You are best off putting leaf samples in paper bags, though you can use soil sample bags or plastic bags if you ship the samples very promptly with overnight or second day shipping. I find Flat Rate Priority Mail from the Post Office works well and is inexpensive. In my experience, most all of the shipping companies do a good job.

Nutrient content in different ornamental species can vary quite a bit. A hydrangea and an oak tree have very different ranges where the nutrient levels should be. The difference can sometimes be double or triple for some nutrients. It is therefore very important that your lab uses the correct leaf analysis rating standards when calling a nutrient level high or low. For example, a leaf nitrogen value of 2.4% would be fine for an oak tree, but deficient for a hydrangea.

Using the correct leaf analysis rating standard is critical for interpreting test data and maximizing crop response. Some labs do a lousy job on this. I recently sent in a sample of a “hybrid tea rose”. My numbers were rated as “tea olive”, a completely different plant with different nutrient requirements.

For less common ornamental varieties, rating standards may not exist. When that happens, I try to go to a better-known plant in the same family for interpretation guidelines. It matters a lot!

Regarding interpretation, there are a couple of things to watch for. Number one, you can’t always trust that the iron in a leaf tissue sample is available. This is especially true in monocots.

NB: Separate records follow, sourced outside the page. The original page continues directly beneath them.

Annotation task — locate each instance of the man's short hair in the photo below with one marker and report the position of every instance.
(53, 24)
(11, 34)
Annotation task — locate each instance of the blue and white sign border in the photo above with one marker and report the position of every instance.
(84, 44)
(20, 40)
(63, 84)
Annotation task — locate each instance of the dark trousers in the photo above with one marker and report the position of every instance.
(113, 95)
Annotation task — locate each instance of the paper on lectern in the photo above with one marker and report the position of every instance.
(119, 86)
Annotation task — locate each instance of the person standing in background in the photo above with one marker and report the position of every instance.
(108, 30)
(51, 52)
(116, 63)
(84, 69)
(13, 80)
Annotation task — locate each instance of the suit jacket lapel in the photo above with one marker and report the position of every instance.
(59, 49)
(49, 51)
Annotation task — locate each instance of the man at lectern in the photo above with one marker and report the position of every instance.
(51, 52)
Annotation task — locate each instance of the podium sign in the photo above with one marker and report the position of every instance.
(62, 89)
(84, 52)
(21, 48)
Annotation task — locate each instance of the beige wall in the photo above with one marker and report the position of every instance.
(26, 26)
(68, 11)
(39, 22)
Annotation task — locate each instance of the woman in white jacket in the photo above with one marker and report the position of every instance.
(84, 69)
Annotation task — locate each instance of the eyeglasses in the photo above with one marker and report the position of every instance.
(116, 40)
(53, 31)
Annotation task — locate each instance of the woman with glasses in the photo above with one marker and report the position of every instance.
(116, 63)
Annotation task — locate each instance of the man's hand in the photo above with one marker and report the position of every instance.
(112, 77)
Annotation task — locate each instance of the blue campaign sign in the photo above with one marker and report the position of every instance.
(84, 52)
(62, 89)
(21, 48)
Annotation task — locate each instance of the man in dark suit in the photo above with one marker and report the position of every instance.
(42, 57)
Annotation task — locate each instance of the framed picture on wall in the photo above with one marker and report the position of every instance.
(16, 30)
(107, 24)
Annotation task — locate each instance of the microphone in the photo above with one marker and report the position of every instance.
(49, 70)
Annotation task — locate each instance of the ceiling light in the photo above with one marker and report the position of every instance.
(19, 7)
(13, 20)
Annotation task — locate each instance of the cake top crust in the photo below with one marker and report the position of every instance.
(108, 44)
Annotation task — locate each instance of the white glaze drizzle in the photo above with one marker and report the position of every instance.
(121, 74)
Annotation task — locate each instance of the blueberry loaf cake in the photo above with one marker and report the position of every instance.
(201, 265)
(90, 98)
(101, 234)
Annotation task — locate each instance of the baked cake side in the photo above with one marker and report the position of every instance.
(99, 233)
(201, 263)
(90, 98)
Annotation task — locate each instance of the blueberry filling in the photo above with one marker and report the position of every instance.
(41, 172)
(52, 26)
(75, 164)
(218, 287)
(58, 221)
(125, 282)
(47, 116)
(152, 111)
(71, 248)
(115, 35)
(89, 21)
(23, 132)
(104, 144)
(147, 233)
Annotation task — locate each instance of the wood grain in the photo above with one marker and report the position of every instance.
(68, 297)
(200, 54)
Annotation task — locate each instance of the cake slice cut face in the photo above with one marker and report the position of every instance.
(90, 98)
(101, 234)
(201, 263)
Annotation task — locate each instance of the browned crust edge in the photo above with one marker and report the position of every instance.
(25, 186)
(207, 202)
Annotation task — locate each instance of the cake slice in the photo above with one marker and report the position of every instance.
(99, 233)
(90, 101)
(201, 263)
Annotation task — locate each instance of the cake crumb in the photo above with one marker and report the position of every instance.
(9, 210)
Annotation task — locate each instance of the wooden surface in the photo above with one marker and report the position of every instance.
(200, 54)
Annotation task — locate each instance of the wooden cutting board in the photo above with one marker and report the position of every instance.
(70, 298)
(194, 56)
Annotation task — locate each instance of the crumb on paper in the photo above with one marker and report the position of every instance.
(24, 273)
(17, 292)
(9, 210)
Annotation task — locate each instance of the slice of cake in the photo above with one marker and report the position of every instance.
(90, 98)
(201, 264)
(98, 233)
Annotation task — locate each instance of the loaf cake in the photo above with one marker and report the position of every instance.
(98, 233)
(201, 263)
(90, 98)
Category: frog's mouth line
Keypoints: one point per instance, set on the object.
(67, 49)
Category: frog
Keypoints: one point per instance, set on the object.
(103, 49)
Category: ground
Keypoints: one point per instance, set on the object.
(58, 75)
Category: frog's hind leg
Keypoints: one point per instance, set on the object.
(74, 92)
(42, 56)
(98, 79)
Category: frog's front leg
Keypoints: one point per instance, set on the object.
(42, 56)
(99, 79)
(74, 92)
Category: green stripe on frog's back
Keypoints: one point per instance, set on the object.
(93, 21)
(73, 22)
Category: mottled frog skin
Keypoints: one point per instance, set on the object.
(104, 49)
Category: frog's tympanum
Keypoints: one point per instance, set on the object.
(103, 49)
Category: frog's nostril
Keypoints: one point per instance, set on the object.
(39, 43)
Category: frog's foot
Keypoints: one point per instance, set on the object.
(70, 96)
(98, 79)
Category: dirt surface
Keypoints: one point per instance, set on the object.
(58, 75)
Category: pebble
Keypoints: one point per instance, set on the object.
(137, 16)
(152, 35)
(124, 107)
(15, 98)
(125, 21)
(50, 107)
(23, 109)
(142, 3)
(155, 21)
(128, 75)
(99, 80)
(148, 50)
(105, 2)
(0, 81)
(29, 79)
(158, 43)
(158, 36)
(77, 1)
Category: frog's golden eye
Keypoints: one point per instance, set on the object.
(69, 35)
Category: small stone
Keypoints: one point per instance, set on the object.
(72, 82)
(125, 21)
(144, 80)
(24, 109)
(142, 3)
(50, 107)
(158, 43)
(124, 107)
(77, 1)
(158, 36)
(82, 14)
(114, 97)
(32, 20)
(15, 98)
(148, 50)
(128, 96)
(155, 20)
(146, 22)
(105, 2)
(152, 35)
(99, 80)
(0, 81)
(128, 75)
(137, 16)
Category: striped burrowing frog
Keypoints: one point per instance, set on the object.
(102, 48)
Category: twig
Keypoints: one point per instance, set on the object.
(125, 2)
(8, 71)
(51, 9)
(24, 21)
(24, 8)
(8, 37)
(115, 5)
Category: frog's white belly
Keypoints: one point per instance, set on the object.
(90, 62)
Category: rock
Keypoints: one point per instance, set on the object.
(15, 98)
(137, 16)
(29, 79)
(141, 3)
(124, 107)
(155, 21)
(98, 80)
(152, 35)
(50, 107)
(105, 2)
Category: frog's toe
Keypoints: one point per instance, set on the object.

Plants can take up iron in unavailable forms, so you can have a very chlorotic plant with medium or even high iron levels, and yet the plant is really deficient in iron.

Check out the video Interpreting Test Results from Media Samples to learn more.

Sometimes, when plants are growing very rapidly, a leaf sample will show in the deficient range. The numbers in the leaf analysis are a percentage of the dry weight of the tissue. When plants are growing very rapidly, the dry weight expands quickly. We call this phenomenon “growth dilution”. It is especially common with nitrogen.

I have seen about a half million leaf analyses in my career. I look at not only the values, but also the ratios of certain nutrients. Not all experts believe that nutrient ratios are important, but I do.

Many times, when relating a leaf analysis to symptoms in a crop, the raw numbers will not identify why. When that happens, the answer to why a crop looks the way it does can often be found in the nutrient ratios. I like using a leaf analysis, as it tells you what nutrients are getting into the plant, and in what ratios and quantities. Using a leaf analysis together with a soil analysis will provide you with an excellent window to see into a crop and determine what is going on.